Потом Ким попросил меня взломать «фейсбук» бедного стоматолога; но, если он и был Химиком, то уж точно не тупым. Мы не обнаружили ни одного намёка на незаконную деятельность (кроме моего взлома, конечно, который считался вторжением в личную переписку).
– Пей виски. – Ким кончиком пальца подтолкнул стакан. – Устрою-ка я за этим врачом слежку, найду хорошего частного детектива. А мы тем временем пообщаемся с родственниками Лилу – это та девушка, которая тоже была у него на приёме и умерла. Может, узнаем что-то.
Я сделал несколько глотков, скривившись.
– Выбирать жертв среди своих пациентов глупо, полиция бы очень скоро вышла на след.
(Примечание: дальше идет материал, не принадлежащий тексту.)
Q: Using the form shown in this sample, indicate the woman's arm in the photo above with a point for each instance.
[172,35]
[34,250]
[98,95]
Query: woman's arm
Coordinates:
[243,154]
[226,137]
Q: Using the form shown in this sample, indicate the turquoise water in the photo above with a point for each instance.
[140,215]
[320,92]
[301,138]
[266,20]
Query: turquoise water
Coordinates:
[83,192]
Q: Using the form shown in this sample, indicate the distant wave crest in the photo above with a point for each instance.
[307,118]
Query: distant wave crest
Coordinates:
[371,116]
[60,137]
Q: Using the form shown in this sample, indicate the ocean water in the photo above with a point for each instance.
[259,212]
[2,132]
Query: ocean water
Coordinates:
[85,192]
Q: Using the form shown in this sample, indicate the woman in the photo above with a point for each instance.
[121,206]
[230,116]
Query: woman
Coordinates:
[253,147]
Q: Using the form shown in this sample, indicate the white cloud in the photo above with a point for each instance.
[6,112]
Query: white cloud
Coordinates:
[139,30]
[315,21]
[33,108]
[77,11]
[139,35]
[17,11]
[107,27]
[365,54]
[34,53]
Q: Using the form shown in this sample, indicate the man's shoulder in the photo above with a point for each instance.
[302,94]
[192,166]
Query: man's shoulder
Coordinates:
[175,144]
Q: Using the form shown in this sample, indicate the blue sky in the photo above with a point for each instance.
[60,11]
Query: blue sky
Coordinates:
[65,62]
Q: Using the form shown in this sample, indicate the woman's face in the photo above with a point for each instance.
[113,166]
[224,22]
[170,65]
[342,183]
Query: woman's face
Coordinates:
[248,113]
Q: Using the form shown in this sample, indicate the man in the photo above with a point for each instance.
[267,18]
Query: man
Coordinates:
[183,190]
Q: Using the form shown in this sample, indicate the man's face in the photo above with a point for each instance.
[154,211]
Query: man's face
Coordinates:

– А если он один из подельников Химика?
– Дающий наводки?
– Соображаешь.
Алкоголь, чувствовавшийся внутри пока исключительно струйкой тепла, в один момент сделал меня параноиком. Или это был не алкоголь, а приступ здравого смысла? Вести собственное расследование и пытаться поймать противника, который имел гораздо более значительные ресурсы, – не наивно ли? Если вспомнить об истории с плащами и расследованиями висяков ФБР, да ещё и об азарте Кима, сложно удивляться, что он настойчиво шёл вперёд. И не видел особой разницы между тем, чтобы взламывать компьютер сотрудника-друга и подозреваемого в убийствах маньяка. Хотя и я сам показал себя не с лучшей стороны.
– А что будет, если мы вправду найдём Химика?
– Хватит драматизировать, Энди. Мне не очень хочется это признавать, но велики шансы, что мы вообще движемся не в том направлении; что банально ошибаемся.
– Если ошибаешься, ты выдвинешь новую теорию, пойдёшь по правильному пути. Так что мой вопрос всё ещё актуален: что будет, если он узнает о нашем расследовании?
– Откуда мне знать? Я не телепат и не экстрасенс.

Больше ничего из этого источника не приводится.